Closed FeiZou closed 1 year ago
Hudi has bulk_insert to assist in doing a bulk load of data into hudi ( "hoodie.datasource.write.operation" = "bulk_insert"). And bulk_insert has row writer path which is more performant as well. ("hoodie.datasource.write.row.writer.enable" = "true") You can define diff sort modes during bulk_insert. NONE, GLOBAL_SORT, (default) PARTITION_SORT Sorting is based on {partitionpath + record key}
("hoodie.bulkinsert.sort.mode")
Let me know how it goes. Once you are done w/ bulk load (bulk_insert), you can start using upserts for other incremental ingests.

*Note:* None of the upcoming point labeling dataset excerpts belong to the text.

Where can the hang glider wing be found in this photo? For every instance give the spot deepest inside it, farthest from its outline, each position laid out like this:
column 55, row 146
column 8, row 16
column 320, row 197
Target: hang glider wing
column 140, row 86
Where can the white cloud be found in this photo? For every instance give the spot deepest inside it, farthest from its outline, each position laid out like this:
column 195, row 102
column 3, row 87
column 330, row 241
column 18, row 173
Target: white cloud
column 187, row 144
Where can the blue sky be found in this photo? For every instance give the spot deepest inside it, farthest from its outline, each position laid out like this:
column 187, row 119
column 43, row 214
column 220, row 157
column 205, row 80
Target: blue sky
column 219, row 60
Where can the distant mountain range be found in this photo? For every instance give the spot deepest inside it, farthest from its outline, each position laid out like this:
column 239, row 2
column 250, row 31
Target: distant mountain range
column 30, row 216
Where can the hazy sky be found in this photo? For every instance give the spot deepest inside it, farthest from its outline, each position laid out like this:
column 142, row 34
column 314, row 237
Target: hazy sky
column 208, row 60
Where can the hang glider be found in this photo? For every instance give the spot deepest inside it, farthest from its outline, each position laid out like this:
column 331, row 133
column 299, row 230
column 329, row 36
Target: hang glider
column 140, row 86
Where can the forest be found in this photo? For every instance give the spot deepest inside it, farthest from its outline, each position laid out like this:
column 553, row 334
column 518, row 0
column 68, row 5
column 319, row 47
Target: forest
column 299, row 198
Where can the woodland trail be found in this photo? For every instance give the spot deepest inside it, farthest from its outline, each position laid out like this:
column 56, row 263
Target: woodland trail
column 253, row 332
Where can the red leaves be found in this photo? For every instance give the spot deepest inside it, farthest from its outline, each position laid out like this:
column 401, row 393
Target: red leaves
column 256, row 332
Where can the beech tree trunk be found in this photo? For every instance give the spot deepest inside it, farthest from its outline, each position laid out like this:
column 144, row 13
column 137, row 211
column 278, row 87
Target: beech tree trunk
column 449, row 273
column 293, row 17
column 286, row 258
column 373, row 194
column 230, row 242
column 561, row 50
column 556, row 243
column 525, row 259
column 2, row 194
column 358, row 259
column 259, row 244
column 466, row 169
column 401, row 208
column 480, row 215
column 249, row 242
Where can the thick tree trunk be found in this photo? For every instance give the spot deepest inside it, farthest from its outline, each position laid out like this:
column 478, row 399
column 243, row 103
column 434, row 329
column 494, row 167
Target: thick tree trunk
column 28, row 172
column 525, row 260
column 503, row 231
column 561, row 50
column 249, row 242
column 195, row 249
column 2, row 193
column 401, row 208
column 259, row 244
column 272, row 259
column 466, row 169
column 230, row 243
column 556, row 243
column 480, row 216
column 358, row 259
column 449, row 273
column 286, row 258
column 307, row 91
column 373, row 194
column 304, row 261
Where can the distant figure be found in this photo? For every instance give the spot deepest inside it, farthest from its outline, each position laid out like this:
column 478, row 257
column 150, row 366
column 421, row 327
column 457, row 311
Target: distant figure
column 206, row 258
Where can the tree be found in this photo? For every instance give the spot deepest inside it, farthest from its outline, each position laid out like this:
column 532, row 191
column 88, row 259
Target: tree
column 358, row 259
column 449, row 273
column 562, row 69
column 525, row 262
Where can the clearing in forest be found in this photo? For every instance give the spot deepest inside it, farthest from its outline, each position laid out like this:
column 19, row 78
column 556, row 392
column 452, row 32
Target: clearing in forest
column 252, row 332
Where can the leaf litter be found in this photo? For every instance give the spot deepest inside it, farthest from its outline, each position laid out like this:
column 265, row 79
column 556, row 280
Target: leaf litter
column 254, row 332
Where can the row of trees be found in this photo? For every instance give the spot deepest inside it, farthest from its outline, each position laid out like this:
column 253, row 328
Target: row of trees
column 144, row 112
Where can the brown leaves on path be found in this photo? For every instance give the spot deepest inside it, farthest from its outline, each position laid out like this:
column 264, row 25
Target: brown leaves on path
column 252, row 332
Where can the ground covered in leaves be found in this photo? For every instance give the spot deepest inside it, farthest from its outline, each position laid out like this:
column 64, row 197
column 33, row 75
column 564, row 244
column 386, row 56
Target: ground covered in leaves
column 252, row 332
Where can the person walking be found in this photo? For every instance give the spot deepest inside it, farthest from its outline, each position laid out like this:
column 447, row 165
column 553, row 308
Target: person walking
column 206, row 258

@nsivabalan Sorry I didn't made it clear. The source table we are migrating contains duplicate(one PK with several different timestamps) that's why we want to use upsert
to remove the duplicate during the migration. And I have another question that should I use partitioned or non-partitioned table in this case? From reading the docs, it's saying that if I want to update records within partitioned table, I need to use globalBloomIndex
instead bloomIndex
. Not sure how partitioned table with globalBloomIndex
will perform comparing with non-partitioned table with bloomIndex
base the total data I have?
You can still dedup using bulk_insert using config ("hoodie.combine.before.insert"), but just that it will dedup among incoming records. But, if you wish to update an already existing record on hudi, then yeah upsert is the way to go. But looks like you are doing this as one time migration and so bulk_insert would work out. Once the initial migration is complete, you can start doing "upsert"s.
There is some overloaded terminologies w/ partitioned and non-partitioned dataset. Let me try to explain.
Partitioned dataset: A pair of record key and partition path forms a unique record in hudi. But here, there could be two types of indices. Regular and global. In case of regular (BLOOM/SIMPLE), there could be duplicate records found across partition path. If your incoming record is (rec1, pp1,. ....), only data within pp1 will be searched for updates and either do update or routed as inserts. Where as in case of global index, if an incoming record is (rec1, pp1, ...), all partitions will be searched for updates and updated accordingly.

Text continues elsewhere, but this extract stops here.